Council members agreed the ordinance should be complaint-driven and decided that noise complaints would be measured at the recipient party’s property line rather than at the source of the noise. “Recipient party” refers to any person, business or other legal entity that is the recipient of any prohibited noise.
“It makes sense to measure at the resident’s (i.e., receiver’s) location,” Crested Butte mayor Alan Bernholtz said.
However, Crested Butte town attorney John Belkin explained to the council that third-party complaints would have to be handled differently. For example, if a town marshal was the originator of the complaint, the noise would be measured at the source’s property, since there would be no recipient location to measure from, Belkin said.
“The policy is one that encourages complaint-driven action, not marshals taking action,” Belkin said during the work session. Third-party complaints would be measured at the generator location, according to their zone classification to allow a higher threshold.
“I just want to make sure that if no residents are complaining that the marshal isn’t pulling out a decimal reader and shutting down business for no reason,” Bernholtz responded.
Belkin agreed and said he would add language to the ordinance to address third-party complaints.
After agreeing the ordinance should be complaint-driven, the discussion focused on the proper decibel levels for the zones.

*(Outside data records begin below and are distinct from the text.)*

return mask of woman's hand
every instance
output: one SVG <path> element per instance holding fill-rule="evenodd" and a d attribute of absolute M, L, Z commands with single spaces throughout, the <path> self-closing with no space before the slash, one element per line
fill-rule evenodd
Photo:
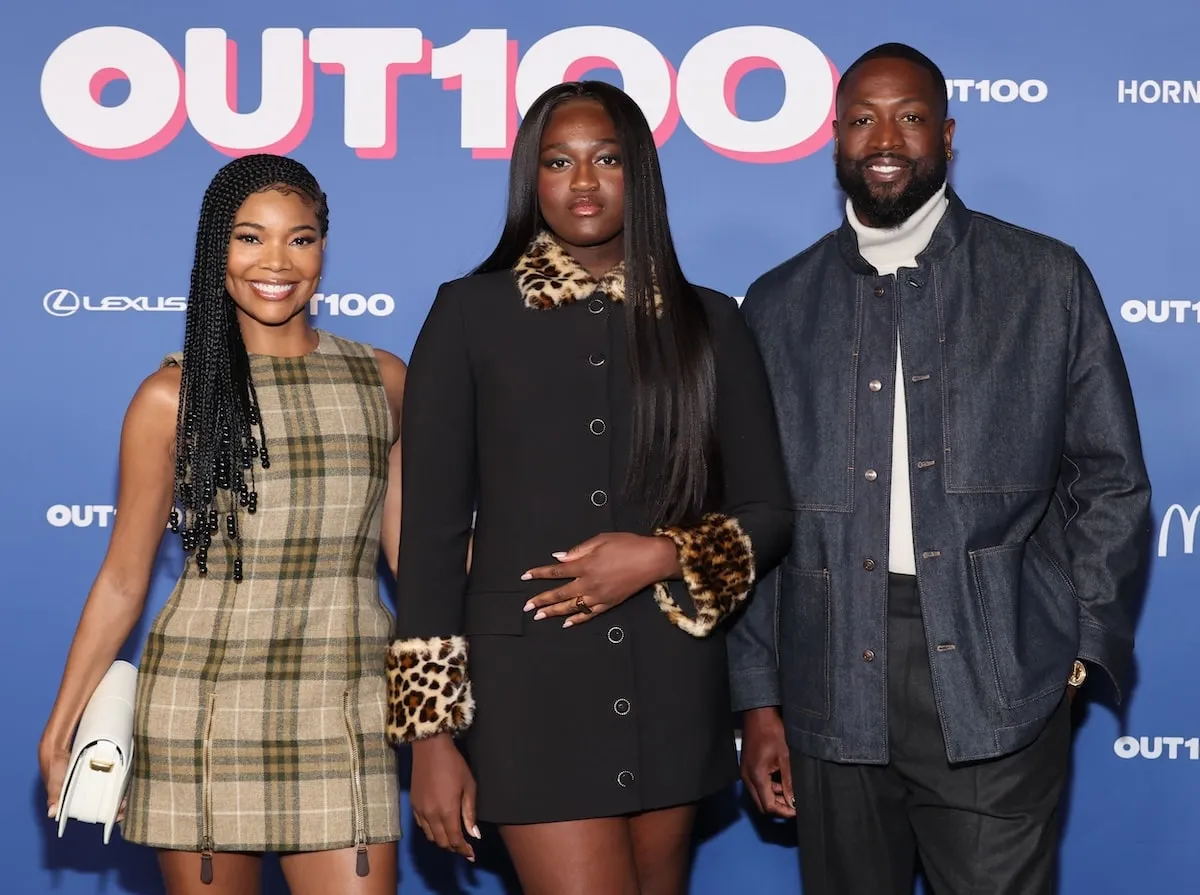
<path fill-rule="evenodd" d="M 175 488 L 175 421 L 181 374 L 150 374 L 121 427 L 120 488 L 112 537 L 67 653 L 58 696 L 38 746 L 47 812 L 54 816 L 71 759 L 72 732 L 141 618 Z"/>
<path fill-rule="evenodd" d="M 42 769 L 42 783 L 46 786 L 46 816 L 54 817 L 58 800 L 62 798 L 63 781 L 67 776 L 67 763 L 71 753 L 67 749 L 50 746 L 46 741 L 38 746 L 38 765 Z"/>
<path fill-rule="evenodd" d="M 474 862 L 465 830 L 478 839 L 475 822 L 475 777 L 449 734 L 412 745 L 410 798 L 413 815 L 425 838 Z"/>
<path fill-rule="evenodd" d="M 557 565 L 539 566 L 521 576 L 530 579 L 573 579 L 525 604 L 535 619 L 568 616 L 564 628 L 624 603 L 634 594 L 680 575 L 679 556 L 669 538 L 608 532 L 589 538 L 565 553 Z"/>

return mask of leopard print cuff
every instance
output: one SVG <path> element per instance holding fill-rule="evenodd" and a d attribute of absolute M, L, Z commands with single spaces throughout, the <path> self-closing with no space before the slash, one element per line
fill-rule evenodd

Several different decibel levels have been proposed throughout the process.
Bernholtz recommended the council use state levels for the residential zone, but raise the commercial levels as a compromise for businesses.
Town Council member Leah Williams questioned raising the allowable levels in the commercial areas since they are adjacent to residential zones.
Mike Johnson, a Crested Butte resident, said decibel levels at 60/70 for commercial zones could be made to work.
“There are safeguards to protect residents in the ordinance,” Johnson said.
Decibel levels for the residential zone were set at 50 decibels during the nighttime hours (10 p.m. to 7 a.m.) and 55 decibels during the daytime (7 a.m. to 10 p.m.) After some debate the council agreed to set the commercial decibels at 60 for nighttime and 70 for daytime.
Town Council member Skip Berkshire, along with several community members, expressed concern about noise made by trucks and vehicles with modified muffler systems and recommended the council add a provision in the ordinance to address such situations.
“I just want people to think twice before modifying their exhaust system,” Berkshire said.
Belkin said a statement could be added to the prohibited noise section.
“Based on comments from the public and the long debate the council has had, this is a very good noise ordinance. It’s closer to the state’s statues, and it accomplishes (the council’s) main concern—protecting the residents,” Belkin said of the ordinance.
A second public hearing for the noise ordinance will be held on Monday, November 5.